Поначалу она очень печалилась: полагала, что довела до отчаяния бедного месье Ленио. Но так ли уж она в том повинна? К тому же, он просто ребенок. После ей стало стыдно: «Что же он обо мне подумал?» Не стоило с ним откровенничать, не стоило делиться чистыми помыслами в те времена, когда она была еще невинна и набожна. «Притворщица! Должно быть, он считает, что я притворщица!» — говорила она себе, и с сердцем, отравленным сожалениями, полагала, что такова божья кара за ее отступничество. Она едва осмеливалась молиться.

Тем не менее, мир должен был понимать, а не отвергать наши чувства. Во времена, когда она выбирала Жоанни Ленио, дабы вести благоговейные доверительные беседы, она сражалась с влечением, что толкало ее в людские объятия. Она даже искала этих благочестивых бесед и произносила вслух все, что прежде ревностно сберегала, дабы укрепиться в борьбе против греха. И ее ожидания были обмануты. По мере того, как она старалась объяснить свои религиозные устремления, эти устремления ее оставляли. Сам того не ведая, этот ребенок присутствовал при агонии ее благочестия; то, что он слышал, было криком умирающей набожности.
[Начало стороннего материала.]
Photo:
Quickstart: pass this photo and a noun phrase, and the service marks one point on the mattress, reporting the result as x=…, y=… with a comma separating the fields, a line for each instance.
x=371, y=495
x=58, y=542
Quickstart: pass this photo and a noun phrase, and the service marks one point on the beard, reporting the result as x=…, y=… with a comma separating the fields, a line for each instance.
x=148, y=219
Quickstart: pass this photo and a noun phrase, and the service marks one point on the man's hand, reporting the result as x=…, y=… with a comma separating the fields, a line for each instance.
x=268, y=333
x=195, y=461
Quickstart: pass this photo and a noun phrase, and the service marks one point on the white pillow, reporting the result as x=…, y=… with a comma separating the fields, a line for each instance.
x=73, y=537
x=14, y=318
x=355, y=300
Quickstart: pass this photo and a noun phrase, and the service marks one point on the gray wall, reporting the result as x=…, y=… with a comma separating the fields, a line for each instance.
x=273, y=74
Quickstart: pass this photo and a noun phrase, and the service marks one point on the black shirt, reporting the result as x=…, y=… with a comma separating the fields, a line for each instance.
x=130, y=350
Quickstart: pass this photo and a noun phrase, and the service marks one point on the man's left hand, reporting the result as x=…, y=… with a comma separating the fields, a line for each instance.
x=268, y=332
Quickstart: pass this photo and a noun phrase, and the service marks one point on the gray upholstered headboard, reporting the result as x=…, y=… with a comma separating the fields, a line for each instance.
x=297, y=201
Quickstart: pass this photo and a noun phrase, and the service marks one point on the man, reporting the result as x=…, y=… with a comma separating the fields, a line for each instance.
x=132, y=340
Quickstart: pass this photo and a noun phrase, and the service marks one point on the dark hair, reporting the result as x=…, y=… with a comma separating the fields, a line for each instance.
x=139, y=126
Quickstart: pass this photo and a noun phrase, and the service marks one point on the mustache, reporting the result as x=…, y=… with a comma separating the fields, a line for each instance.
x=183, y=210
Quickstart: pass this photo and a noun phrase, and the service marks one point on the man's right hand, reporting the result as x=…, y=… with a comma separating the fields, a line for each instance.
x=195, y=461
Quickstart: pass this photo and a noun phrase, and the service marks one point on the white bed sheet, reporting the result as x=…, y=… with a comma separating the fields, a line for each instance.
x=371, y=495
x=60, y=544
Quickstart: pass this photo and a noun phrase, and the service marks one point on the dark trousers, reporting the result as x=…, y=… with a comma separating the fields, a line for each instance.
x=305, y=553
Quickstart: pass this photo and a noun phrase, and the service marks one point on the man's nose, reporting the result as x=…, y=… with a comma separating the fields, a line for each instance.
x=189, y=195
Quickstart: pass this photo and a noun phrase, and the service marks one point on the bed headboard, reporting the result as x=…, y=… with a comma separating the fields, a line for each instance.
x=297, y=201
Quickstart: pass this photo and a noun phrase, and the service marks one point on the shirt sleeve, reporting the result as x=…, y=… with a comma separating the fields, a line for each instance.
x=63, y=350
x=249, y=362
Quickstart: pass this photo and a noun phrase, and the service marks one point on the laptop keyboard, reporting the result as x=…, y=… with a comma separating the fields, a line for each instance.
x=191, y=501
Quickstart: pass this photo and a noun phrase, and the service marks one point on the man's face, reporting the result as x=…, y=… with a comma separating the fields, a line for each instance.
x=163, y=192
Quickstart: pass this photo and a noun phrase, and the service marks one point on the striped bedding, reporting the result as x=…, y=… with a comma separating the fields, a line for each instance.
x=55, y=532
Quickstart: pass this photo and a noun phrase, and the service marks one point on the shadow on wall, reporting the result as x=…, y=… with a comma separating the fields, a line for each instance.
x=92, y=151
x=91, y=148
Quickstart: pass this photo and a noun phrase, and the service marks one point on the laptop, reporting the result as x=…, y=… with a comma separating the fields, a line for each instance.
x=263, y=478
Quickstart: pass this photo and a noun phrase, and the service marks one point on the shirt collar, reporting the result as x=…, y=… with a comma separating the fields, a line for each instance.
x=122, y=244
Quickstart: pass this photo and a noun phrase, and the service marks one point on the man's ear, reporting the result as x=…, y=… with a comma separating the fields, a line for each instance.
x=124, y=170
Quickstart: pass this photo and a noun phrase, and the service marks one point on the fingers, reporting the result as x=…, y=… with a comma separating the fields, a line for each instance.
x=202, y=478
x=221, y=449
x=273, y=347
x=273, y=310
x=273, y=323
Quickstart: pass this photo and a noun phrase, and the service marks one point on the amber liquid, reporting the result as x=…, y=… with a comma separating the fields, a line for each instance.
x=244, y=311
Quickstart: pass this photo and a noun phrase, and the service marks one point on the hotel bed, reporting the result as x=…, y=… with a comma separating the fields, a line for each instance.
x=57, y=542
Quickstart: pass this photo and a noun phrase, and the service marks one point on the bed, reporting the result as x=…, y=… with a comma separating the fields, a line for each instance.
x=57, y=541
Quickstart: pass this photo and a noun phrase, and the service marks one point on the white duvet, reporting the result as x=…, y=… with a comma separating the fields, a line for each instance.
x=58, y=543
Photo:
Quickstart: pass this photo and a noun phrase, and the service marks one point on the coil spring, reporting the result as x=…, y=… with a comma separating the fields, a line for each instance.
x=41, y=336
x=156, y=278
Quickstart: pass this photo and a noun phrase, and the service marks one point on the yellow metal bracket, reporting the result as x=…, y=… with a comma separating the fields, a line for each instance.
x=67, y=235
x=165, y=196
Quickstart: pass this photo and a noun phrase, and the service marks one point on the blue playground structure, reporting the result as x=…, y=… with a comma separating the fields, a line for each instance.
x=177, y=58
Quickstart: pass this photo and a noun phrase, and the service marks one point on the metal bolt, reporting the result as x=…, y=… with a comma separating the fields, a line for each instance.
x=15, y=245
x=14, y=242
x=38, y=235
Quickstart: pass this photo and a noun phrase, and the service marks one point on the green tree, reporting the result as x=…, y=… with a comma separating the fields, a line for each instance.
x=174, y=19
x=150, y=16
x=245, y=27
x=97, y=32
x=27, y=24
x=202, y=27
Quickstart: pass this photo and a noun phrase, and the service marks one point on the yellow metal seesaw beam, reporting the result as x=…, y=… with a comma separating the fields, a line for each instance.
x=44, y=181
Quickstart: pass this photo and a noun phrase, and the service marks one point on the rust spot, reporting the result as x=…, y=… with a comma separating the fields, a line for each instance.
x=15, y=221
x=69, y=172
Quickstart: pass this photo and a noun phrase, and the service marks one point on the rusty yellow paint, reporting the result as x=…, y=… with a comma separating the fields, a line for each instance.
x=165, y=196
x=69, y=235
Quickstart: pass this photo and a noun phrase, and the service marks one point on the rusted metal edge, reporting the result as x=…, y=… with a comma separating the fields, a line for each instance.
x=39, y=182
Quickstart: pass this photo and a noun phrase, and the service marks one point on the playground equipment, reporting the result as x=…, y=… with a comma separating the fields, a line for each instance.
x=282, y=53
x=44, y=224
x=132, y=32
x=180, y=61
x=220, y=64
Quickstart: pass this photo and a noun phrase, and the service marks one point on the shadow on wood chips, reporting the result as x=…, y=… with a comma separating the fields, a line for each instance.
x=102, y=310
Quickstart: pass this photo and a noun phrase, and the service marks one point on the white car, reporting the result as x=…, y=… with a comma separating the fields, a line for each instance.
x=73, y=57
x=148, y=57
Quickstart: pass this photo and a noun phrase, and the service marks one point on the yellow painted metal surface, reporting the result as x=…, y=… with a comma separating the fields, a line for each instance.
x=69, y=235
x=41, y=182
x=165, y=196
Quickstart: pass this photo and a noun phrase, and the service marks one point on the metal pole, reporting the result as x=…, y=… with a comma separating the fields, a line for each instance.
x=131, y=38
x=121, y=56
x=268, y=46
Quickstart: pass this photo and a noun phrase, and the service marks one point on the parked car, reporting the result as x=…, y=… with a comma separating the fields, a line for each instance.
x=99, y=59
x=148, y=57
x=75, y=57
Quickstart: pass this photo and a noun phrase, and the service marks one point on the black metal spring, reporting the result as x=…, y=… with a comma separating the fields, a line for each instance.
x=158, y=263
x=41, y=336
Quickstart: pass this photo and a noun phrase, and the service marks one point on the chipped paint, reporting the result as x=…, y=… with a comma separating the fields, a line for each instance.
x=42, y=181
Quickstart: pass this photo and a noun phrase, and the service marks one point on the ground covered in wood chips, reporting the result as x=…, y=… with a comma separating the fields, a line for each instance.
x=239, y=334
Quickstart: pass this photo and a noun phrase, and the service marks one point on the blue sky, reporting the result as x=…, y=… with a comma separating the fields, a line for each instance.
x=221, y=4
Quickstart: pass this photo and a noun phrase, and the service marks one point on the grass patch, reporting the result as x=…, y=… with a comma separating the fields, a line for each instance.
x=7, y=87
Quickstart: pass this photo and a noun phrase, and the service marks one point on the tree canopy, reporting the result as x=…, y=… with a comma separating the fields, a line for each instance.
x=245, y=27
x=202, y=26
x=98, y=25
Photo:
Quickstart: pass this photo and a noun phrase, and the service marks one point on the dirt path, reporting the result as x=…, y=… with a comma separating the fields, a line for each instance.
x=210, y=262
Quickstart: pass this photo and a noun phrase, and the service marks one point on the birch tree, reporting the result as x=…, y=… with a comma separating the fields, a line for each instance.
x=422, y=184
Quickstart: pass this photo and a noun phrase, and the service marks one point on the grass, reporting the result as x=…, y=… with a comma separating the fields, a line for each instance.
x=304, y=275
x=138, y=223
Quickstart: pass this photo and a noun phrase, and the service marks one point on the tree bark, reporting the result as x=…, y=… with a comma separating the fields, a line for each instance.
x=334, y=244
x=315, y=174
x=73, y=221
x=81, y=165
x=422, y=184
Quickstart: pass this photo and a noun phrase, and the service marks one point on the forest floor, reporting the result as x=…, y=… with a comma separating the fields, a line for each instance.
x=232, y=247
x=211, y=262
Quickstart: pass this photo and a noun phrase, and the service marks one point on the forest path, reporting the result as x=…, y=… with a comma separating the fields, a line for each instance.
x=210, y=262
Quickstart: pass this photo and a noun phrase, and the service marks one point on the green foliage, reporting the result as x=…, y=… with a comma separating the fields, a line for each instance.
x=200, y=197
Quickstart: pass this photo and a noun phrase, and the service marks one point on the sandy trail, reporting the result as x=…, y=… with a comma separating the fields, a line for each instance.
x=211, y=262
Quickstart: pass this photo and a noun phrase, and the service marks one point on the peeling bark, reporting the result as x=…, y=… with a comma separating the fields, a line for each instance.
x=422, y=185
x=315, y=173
Однажды вечером, вернувшись в спальню, она повалилась на ковер и зарыдала. Она желала смириться, желала изничтожить грех, что гнездился внутри и вскоре мог ее одолеть. Она решила лежать, смотря в потолок, вытянув ноги и сложив руки крест-накрест, еще целый час. Но вскоре это стало невыносимо; тело ломило, голова раскалывалась, она задыхалась, и уже не было сил лежать без движения. Она встала и глянула на будильник: она упорствовала минут десять. Тогда она со всей горячностью погрузилась в то, что звала грехом. Она не искала оправданий: она была влюблена в мужчину, и это означало, что душа ее погибла. Она любила. И наступившая ночь была так прекрасна, что она не сомкнула глаз, наслаждаясь каждой черной минутой, и забылась только под утро.

Это было для нее прологом незабвенных ночей. Не в силах уснуть, она решила, что будет читать и погрузится в светские книги, которыми прежде гнушалась. Она одолела одну за другой «Безделицы» падре Луиса Коломы, «Марию» Хорхе Исаакса и несколько аргентинских романов Карлоса Марии Окантоса. Однако ее больше заботило, внимательно ли она относится к авторам: она постоянно отвлекалась, кладя вместо закладки нож для бумаги и смотря, сколько прочитала и сколько еще осталось. И все же порой забывалась, вникая в смысл нескольких предложений. Тогда она принималась следить за героями. Романы были для нее чем-то новым, и она не различала за перипетиями сюжета давно известных литературных приемов, избитых старых уловок, которые в конце концов вызывают у нас отвращение к тому, что уже миновало, и ко всем романам на свете. Она была, как те зрители, которые никогда не оказывались за кулисами и без задней мысли восхищались аляповатыми декорациями.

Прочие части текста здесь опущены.